With Kraft about to seize ownership of Cadbury, Unite the union is urging the government to act to ensure that pledges to the workforce from the new owners are more than `warm words'.
 
Tomorrow, Tuesday February 2nd, Cadbury's shareholders are expected to accept a revised £12 billion bid from Kraft, ending a 200-year history of independence - and raising fears that jobs and investment will be slashed to meet Kraft's burgeoning debt.

As the vote goes through, workers from the Cadbury plants in the UK will gather in central London to lobby Ministers and MPs to push for urgent assistance in pinning Kraft down on guarantees for the future. 

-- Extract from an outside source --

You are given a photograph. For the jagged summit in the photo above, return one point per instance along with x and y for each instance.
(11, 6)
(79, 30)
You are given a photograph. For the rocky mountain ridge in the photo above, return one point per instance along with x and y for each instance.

According to Jack Dromey, Unite's deputy general secretary, who will speak at Tuesday's event in parliament, memories of Kraft's failure to stand by its promises to retain the Terry's plant in York are causing grave concern for the Cadbury workforce: "Our fear is that the Kraft takeover is not in the national interest, and in the months of this hostile takeover process we have heard nothing from Kraft to calm fears that it is in the interest of the Cadbury workforce either.  Instead, the fate of manufacturing workers in Terry's of York, who found that Kraft ownership saw their plant close, weighs heavily on the minds of the Cadbury workforce.  Kraft cared little for the great history of that plant or for the skills of its workforce so we must seize the opportunity now to ensure that Cadbury and its workforce do not suffer the same fate.
 
"Government must secure meaningful pledges from Kraft - and police them so that Kraft cannot again walk away from a UK workforce.  Ministers must make it abundantly clear that closures and mass redundancies will not be accepted by the British government or the British people.  Kraft needs an unmistakable message that never again can promises made be broken.
 
“Ministers must also learn lessons from this sorry affair,” Jack Dromey continued, “The government has said, and rightly so, that we must rebuild our manufacturing base. It is simply wrong, however, that hostile takeovers of successful British companies can happen.  The German government has taken powers to defend its vital national industrial assets.  The French government allows weighted voting in favour of shareholders in it for the long-term to prevent short-term plundering of companies by hedge funds or private equity.  And, in Belgium and Holland, companies are allowed to have articles of association that make it more difficult for predators to take them over.  If our continental cousins can do it, so too can we."
 
Today (Monday) Jack Dromey met with Cadbury workers at their Bournville plant to reassure them that Unite will continue to fight for their future, telling them "warm words from Kraft are not enough.  We do not want the memory of broken past promises by Kraft - what we want from them are solid gold guarantees for the future of this celebrated chocolate maker and its great workforce."
 
On Tuesday, Cadbury workers will travel from Bournville to meet with MPs and ministers.  The lobby will be addressed by Jack Dromey and Jennie Formby, Unite's national officer for food and drink.  Workers will gather in Westminster from midday on Tuesday.